The causal model building workflow

Here are the steps of our causal model-building workflow.

  1. Use a basic graphical modeling language (bnlearn, pgmpy) to build a directed acyclic graph (DAG) representing your causal assumptions about the system.
  2. Empirically validate the conditional independence assumptions of your graph.
  3. Train a preliminary causal model and apply traditional model evaluation techniques.
  4. Validate the causal assumptions using experimental data (if available).
  5. Rebuild your model in a probabilistic programming language with more nuanced parametric assumptions.
  6. Optimize performance of the probabilistic program (e.g., cross-validation, posterior predictive checks)

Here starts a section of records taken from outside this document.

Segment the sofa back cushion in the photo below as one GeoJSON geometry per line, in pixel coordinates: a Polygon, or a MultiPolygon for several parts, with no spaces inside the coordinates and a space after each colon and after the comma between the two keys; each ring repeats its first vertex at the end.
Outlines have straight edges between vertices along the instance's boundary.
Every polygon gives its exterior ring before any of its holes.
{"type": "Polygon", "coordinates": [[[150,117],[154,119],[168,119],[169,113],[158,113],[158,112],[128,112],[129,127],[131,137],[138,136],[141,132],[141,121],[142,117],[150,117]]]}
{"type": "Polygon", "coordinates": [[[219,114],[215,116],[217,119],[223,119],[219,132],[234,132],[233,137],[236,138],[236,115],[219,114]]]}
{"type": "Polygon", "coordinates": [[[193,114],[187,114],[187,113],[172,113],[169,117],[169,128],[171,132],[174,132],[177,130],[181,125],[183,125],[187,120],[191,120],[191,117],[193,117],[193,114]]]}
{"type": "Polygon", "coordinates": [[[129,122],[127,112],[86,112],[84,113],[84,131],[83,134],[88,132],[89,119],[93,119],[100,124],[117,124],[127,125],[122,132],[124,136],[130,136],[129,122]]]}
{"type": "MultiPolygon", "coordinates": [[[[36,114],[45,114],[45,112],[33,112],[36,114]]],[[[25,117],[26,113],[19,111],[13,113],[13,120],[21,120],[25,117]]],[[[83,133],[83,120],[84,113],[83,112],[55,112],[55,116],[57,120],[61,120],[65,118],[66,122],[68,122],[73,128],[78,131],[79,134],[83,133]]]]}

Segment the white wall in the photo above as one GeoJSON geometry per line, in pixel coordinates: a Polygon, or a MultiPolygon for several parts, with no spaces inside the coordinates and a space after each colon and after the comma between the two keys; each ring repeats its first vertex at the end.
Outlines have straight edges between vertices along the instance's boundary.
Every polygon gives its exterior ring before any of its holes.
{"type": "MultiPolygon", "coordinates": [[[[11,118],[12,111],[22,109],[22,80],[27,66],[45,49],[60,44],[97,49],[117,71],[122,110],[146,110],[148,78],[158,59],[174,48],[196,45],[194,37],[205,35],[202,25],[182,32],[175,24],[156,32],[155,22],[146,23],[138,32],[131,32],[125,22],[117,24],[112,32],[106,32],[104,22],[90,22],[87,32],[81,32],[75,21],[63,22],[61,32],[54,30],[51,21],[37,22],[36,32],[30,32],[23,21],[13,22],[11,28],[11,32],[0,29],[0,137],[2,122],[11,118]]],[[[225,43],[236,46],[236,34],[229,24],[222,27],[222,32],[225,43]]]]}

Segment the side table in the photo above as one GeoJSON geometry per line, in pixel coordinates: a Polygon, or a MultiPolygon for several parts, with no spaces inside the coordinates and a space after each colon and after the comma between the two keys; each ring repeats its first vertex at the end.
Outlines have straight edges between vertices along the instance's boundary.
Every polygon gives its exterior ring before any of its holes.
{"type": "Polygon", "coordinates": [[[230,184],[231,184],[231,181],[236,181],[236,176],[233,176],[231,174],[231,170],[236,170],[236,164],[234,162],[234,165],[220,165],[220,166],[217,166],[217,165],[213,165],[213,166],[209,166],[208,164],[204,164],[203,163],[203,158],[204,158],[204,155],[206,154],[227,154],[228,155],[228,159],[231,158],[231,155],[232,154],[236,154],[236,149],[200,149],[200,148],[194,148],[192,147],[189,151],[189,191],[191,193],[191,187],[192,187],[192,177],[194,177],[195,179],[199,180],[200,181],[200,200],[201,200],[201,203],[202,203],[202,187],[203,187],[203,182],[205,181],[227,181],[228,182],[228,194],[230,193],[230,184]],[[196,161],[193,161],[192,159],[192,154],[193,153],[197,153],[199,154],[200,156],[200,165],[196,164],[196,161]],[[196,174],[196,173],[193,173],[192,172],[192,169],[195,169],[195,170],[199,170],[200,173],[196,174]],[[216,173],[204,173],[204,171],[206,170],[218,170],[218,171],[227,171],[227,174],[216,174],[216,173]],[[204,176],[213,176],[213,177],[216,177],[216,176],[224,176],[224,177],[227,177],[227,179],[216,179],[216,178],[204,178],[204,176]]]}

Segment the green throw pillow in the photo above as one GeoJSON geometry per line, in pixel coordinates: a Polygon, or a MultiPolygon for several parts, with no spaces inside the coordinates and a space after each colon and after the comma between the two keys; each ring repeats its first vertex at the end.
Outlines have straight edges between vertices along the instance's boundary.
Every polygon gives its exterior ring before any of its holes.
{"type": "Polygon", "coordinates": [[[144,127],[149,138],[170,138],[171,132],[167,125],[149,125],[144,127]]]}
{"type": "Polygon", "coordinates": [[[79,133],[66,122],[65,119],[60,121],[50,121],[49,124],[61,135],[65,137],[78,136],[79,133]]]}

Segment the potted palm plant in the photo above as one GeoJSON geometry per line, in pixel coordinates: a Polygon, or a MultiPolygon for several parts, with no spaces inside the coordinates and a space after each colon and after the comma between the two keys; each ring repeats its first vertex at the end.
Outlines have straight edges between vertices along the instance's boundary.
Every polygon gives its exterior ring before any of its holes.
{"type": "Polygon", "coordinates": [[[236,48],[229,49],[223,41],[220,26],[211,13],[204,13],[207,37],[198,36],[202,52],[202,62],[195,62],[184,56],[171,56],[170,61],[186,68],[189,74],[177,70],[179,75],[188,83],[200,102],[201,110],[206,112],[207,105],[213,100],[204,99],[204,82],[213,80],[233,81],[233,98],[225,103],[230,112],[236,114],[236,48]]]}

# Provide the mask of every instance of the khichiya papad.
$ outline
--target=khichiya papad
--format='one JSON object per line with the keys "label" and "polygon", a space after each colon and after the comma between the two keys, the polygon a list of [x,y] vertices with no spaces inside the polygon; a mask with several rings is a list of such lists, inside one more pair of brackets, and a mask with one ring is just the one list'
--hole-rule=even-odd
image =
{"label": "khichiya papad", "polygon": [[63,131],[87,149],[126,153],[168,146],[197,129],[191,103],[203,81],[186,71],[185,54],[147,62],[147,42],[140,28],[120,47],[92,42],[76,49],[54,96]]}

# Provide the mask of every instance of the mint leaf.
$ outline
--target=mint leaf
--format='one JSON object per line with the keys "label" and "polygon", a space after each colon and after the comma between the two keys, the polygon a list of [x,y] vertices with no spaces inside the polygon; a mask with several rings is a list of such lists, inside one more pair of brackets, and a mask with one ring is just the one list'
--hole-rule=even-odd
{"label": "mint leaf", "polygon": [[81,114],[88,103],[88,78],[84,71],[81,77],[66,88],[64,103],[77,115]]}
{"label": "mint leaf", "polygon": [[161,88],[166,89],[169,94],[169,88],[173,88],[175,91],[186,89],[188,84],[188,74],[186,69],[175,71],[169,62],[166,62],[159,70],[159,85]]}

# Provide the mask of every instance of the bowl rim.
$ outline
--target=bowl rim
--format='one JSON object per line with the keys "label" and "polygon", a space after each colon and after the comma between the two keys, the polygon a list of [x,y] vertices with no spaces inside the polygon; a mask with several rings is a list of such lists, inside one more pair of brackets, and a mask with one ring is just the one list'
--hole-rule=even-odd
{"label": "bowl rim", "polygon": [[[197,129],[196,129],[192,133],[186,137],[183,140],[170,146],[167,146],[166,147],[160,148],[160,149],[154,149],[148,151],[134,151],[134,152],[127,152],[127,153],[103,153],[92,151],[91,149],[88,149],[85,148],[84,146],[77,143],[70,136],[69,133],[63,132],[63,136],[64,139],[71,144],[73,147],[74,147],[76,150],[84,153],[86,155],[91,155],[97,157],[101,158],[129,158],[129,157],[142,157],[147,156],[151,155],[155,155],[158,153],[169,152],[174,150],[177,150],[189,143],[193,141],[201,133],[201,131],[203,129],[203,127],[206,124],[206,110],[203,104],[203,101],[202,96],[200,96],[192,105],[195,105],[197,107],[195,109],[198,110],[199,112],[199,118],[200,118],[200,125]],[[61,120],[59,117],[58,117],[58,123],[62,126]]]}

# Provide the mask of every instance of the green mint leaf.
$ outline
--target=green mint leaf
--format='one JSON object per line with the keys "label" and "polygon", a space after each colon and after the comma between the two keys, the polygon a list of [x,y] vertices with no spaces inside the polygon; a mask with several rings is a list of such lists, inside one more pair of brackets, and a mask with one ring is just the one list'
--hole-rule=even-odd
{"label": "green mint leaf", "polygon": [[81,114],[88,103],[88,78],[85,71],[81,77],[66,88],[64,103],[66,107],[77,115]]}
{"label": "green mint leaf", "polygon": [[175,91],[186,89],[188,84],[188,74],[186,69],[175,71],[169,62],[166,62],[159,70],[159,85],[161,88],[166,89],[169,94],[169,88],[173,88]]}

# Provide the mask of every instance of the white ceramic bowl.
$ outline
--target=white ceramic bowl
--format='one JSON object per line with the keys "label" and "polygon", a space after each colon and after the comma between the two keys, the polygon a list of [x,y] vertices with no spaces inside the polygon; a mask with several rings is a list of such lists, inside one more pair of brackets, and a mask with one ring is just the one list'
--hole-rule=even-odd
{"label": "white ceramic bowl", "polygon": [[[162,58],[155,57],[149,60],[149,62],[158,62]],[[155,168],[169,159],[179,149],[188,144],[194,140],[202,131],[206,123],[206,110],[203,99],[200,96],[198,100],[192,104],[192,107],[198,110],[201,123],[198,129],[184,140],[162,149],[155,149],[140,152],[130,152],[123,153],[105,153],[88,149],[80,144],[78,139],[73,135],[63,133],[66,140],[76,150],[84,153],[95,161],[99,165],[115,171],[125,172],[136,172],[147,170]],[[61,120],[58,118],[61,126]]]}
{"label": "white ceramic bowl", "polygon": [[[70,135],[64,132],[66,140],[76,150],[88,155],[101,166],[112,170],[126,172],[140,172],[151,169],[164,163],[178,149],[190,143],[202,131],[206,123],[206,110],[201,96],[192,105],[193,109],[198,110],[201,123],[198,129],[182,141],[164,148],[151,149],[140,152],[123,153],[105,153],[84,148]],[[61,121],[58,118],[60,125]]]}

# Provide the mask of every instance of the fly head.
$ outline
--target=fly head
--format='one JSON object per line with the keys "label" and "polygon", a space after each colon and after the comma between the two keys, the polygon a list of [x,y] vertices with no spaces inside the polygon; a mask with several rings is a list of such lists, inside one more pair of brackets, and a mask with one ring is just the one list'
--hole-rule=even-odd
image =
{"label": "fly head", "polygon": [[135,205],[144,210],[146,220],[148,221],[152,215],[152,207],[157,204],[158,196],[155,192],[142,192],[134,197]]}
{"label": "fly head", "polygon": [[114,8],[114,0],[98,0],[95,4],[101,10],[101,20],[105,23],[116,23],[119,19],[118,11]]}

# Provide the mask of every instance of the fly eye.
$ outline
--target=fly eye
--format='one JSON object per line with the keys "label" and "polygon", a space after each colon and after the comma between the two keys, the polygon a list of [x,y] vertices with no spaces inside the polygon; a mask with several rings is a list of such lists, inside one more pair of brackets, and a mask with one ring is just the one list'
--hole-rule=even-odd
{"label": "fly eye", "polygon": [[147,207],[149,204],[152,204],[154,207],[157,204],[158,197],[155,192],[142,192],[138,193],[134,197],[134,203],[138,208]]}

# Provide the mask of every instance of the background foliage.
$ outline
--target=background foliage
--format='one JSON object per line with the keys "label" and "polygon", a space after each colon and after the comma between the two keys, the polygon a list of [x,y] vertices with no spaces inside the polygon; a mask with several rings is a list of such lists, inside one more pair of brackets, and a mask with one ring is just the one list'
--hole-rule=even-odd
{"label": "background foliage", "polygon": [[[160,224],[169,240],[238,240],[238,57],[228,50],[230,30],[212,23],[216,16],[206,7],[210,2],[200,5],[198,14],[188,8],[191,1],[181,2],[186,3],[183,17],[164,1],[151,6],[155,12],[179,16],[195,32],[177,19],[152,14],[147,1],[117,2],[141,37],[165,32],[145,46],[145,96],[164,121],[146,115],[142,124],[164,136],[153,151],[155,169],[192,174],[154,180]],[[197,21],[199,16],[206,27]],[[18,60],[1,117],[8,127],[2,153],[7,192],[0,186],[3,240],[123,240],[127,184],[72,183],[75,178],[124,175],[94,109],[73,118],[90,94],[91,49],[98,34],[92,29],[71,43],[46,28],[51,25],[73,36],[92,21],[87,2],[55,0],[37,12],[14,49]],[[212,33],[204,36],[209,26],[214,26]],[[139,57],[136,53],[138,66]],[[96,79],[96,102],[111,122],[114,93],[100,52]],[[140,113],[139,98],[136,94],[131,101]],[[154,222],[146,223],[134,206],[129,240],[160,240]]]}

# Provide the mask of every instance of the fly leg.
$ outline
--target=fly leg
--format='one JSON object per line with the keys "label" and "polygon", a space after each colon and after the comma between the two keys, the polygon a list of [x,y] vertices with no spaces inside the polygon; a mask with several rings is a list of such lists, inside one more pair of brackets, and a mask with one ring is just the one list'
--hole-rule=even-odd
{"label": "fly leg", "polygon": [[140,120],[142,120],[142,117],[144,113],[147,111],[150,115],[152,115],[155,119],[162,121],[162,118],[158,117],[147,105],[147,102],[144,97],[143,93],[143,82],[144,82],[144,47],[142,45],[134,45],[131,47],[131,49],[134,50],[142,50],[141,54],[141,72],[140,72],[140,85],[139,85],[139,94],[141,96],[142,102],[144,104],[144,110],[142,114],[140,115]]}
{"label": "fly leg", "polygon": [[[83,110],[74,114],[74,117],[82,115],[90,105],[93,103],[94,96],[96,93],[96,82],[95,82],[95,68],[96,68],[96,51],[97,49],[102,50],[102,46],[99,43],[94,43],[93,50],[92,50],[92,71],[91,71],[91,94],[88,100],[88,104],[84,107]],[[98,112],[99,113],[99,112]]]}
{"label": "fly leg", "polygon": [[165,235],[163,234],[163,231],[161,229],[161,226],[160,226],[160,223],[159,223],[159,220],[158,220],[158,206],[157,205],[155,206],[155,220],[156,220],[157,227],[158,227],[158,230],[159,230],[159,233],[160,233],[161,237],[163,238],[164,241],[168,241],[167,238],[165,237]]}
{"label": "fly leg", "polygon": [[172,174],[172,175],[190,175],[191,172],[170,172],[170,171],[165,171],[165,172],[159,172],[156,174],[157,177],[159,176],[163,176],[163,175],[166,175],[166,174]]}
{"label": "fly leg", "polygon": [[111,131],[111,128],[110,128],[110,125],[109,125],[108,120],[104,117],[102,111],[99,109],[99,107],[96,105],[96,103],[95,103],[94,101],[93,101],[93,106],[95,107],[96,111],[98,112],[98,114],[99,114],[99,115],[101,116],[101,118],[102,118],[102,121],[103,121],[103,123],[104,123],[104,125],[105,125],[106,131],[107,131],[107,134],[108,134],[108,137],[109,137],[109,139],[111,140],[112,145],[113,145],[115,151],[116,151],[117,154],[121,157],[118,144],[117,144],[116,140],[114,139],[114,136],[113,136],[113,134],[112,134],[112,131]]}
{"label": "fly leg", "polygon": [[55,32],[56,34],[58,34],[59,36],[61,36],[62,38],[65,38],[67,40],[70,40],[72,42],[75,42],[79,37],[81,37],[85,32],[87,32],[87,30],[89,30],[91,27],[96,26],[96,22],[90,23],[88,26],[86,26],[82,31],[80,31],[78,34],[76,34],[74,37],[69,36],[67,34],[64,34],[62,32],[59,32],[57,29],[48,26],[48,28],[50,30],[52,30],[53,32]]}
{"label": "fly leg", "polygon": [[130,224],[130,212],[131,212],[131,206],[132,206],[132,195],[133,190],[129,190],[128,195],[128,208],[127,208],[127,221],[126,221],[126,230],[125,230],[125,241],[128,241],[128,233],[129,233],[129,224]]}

In part 1 of the tutorial, we’ll do steps 1, 2, and 3.

Installing and loading bnlearn

bnlearn is an R package for directed graphical models. It is the best package available for learning graph structure (including causal graph structure) from data, though that is beyond the scope of this tutorial.

An alternative Python package is pgmpy.

Building the model.

We are building a model of how public transportation choices vary across social groups. The variables in the data generating process are age (A), sex (S), education (E), occupation (O), residence (R, size of the place where someone lives), and travel (T, how they get to work).

We draw our assumptions into the following graph.

## Loading required namespace: Rgraphviz

That graph presents a factorization of the joint probability distribution. \(Pr(A, S, E, O, R, T) = Pr(A) Pr(S) Pr(E | A, S) Pr(O | E) Pr(R | E) Pr(T | O, R).\)

bnlearn will let us specify that factorization as a string:

factorization <- "[A][S][E|A:S][O|E][R|E][T|O:R]"

We can build the model directly from the string.

dag <- model2network(factorization)
graphviz.plot(dag)

You can built the model in terms of edges (“arcs” in PGM lingo) if that is your preference.

dag2 <- empty.graph(nodes = c("A","S","E","O","R","T"))
arc.set <- matrix(c("A", "E",
                    "S", "E",
                    "E", "O",
                    "E", "R",
                    "O", "T",
                    "R", "T"),
                  byrow = TRUE, ncol = 2,
                  dimnames = list(NULL, c("from", "to")))
arcs(dag2) <- arc.set
all.equal(dag, dag2)
## [1] TRUE

Evaluating the causal DAG

Let’s load our transporation data, and split it up into an evaluation, training, and test set.

raw_data <- read.delim("https://raw.githubusercontent.com/altdeep/causal_ml_seminar/master/data/survey.txt", sep = " ", stringsAsFactors = T)
# Let's reshuffle the data to be safe.
n <- nrow(raw_data)
idx <- sample(1:n, size = n, replace = FALSE)
onethird <- floor(n/3)
eval_data <- raw_data[idx, ][1:onethird, ]
training_data <- raw_data[idx, ][(onethird+1):(2*onethird), ]
test_data <- raw_data[idx, ][(2*onethird + 1):n, ]

head(eval_data)

All of the variables in this data set are discrete. Directed graphical models (AKA Bayesian networks) are not limited to specific parametric assumptions in theory. But most software places strong limits on the parametric assumptions. This constraint is the primary reason we’ll switch to a probabilistic programming language in the next step.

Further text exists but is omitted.